As you’d expect considering its supposed professional focus, the LP2475w’s buttons are plainly visible and labelled at the monitor’s front. It’s a pity HP didn’t make the OSD and button combination similar to the brilliant context-sensitive system used on its DreamColor LP2480zx (review coming soon), but then that’s a monitor demanding close to £2,000.
Compared to implementations on monitors available to us mere mortals, the LP2475w’s buttons and menus are very usable. Between the power button and controls is a tiny green (orange in stand-by) power indicator. Despite its size it’s very bright, but though it can’t be dimmed it can be turned off altogether.
Control buttons are divided into two sets separated by a small section of bezel, one dedicated to input selection and the other housing the menu controls and shortcuts. The input set consists of ‘scan’ and ‘Quick Select’; the former scanning for active inputs, the latter allowing you to select one manually from a list or switch to the next active one depending on how it’s set up in the dedicated ‘Video Input’ menu.
Unfortunately, the rest of the controls aren’t quite as intuitive. From left to right the four buttons are menu/select, minus/auto, plus/reset and PiP/PoP (Picture-In-Picture/Picture-Outside-Picture). Our first objection is to the usefulness of the shortcuts. Having a dedicated ‘auto’ shortcut on a display that doesn’t even feature a VGA input seems unnecessary, while a shortcut to a full factory reset is just completely illogical. Brightness or preset settings would have made far more sense here.
Our other complaint concerns menu navigation. With PiP/PoP being limited to analogue non-VGA sources its uses in this increasingly digital-only world are limited. Not to say that it shouldn’t have had a dedicated button, but at least HP could have given it a dual function to act as a back/previous button in the OSD.

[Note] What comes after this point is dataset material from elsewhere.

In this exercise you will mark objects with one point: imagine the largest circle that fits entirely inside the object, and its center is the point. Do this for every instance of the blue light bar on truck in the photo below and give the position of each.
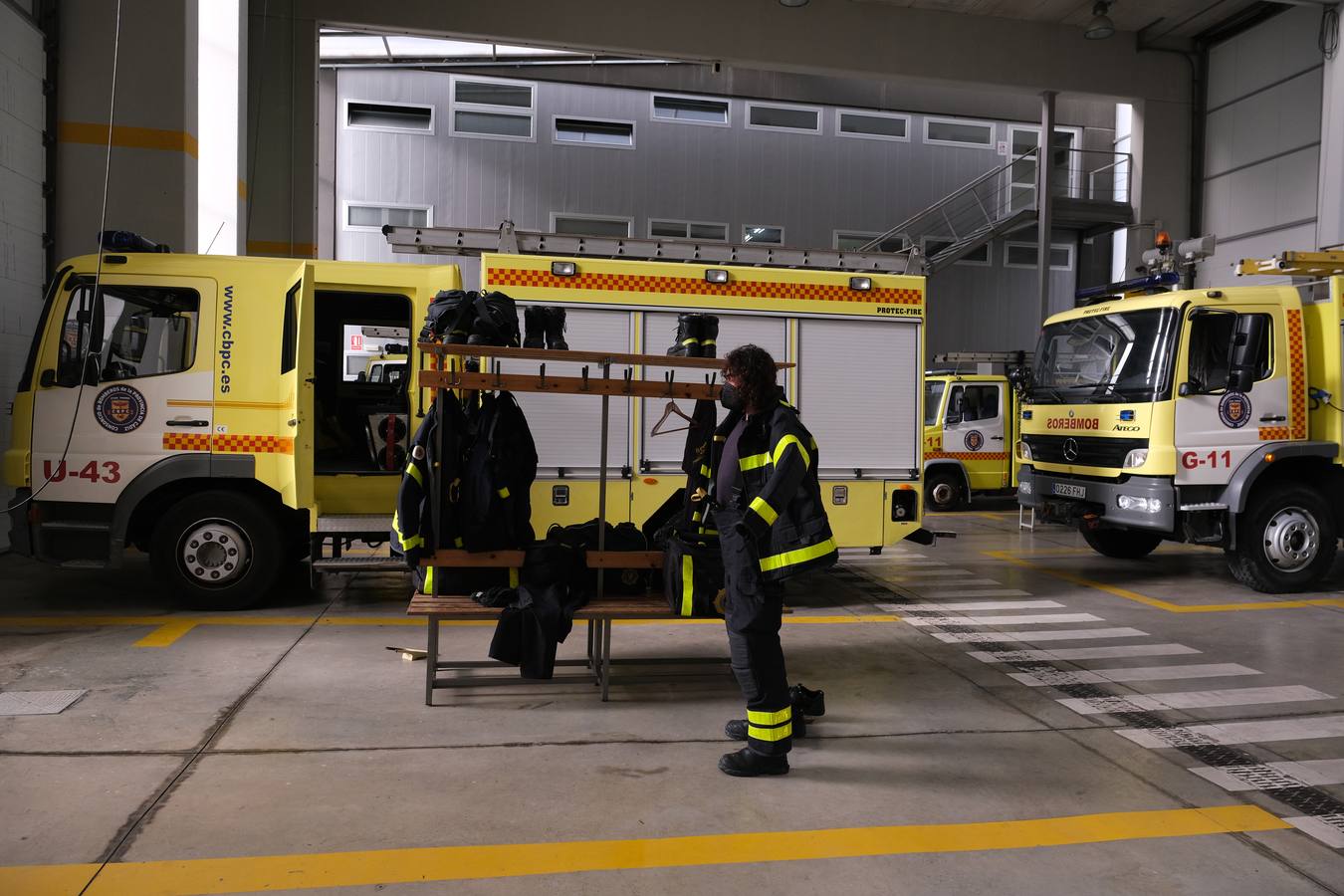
(1151, 281)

As is, in a system similar to the Dell 2408WFP, you’re only left with one function button in addition to the minus/down and plus/up buttons to navigate with, which ends up being unnecessarily awkward. Aside from this quibble, though, menus are clear and logically laid out, if a bit industrial compared to the more colourful efforts seen on some rival manufacturers’ displays. The amount of information given is quite extensive, even going so far as to include the number of backlight hours.